Huge driving-range towers in Sai Kung called 'blot on landscape'
Golf and tennis academy's driving range a 'blot on the landscape' that breaches preservation plans, say residents and community activists
A luxurious golf and tennis academy being built in Sai Kung has been branded a "blot on the landscape" because of 14 huge towers erected to support nets on its driving range.
The towers rise as high as 50 metres and dominate the hillside of Pak Kong, an area reserved for recreation and agriculture. They have been called an eyesore by a community group and residents, who questioned why such a development was given approval.
Questions have also been raised over why permission was granted for the 100 flats being built as part of the club, which the developer, New World, says will be used only for "overnight accommodation".
The government said in its outline zoning plan for Pak Kong that it would "conserve the intrinsic natural character of the scenic hilly landscape".
This involved promoting "recreation and productive agriculture on the valley floors" and maintaining "the character and intensity of the residential developments in the area".
But comments on a community Facebook page describe the development as dreadful, horrible and an eyesore.
One resident questioned how the developer was able to obtain planning permission at all, saying: "It stands out like a sore thumb, and that's without the nets and potentially floodlights."

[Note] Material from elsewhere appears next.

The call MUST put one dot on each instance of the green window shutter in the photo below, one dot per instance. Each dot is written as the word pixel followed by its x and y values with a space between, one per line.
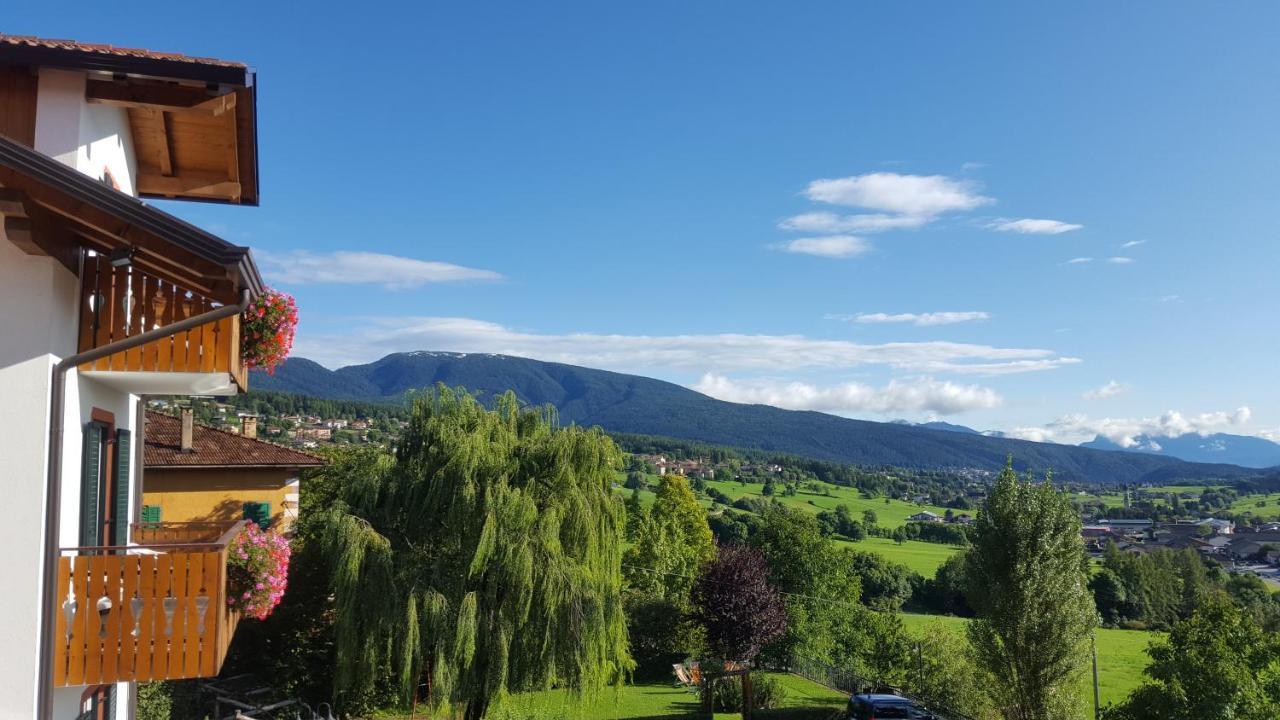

Another says the towers do not "conserve the intrinsic natural character" of the area and do not comply with the zoning plan.
Planning permission for the development was originally granted in 2000, but it has only begun to take shape in the past few months and is due to be completed next year. According to the plan, the golf and tennis academy will cover about seven hectares and feature a golf driving range, tennis courts, a clubhouse and ancillary accommodation.
Amanda Cheung, of Edelman, a PR company acting for New World Development, said the project would respect the natural green environs of Sai Kung by using "dense vegetation and green building construction and by adopting solar heating".
A spokesman for the community group Friends of Sai Kung said the development showed how Hong Kong was failing to protect areas of natural beauty.
"Most countries and cities around the world, including even the poorest, are promoting green policies, while Hong Kong is going backwards," he said.
The Planning Department said the height of the towers and appearance of the development were not subject to restrictions.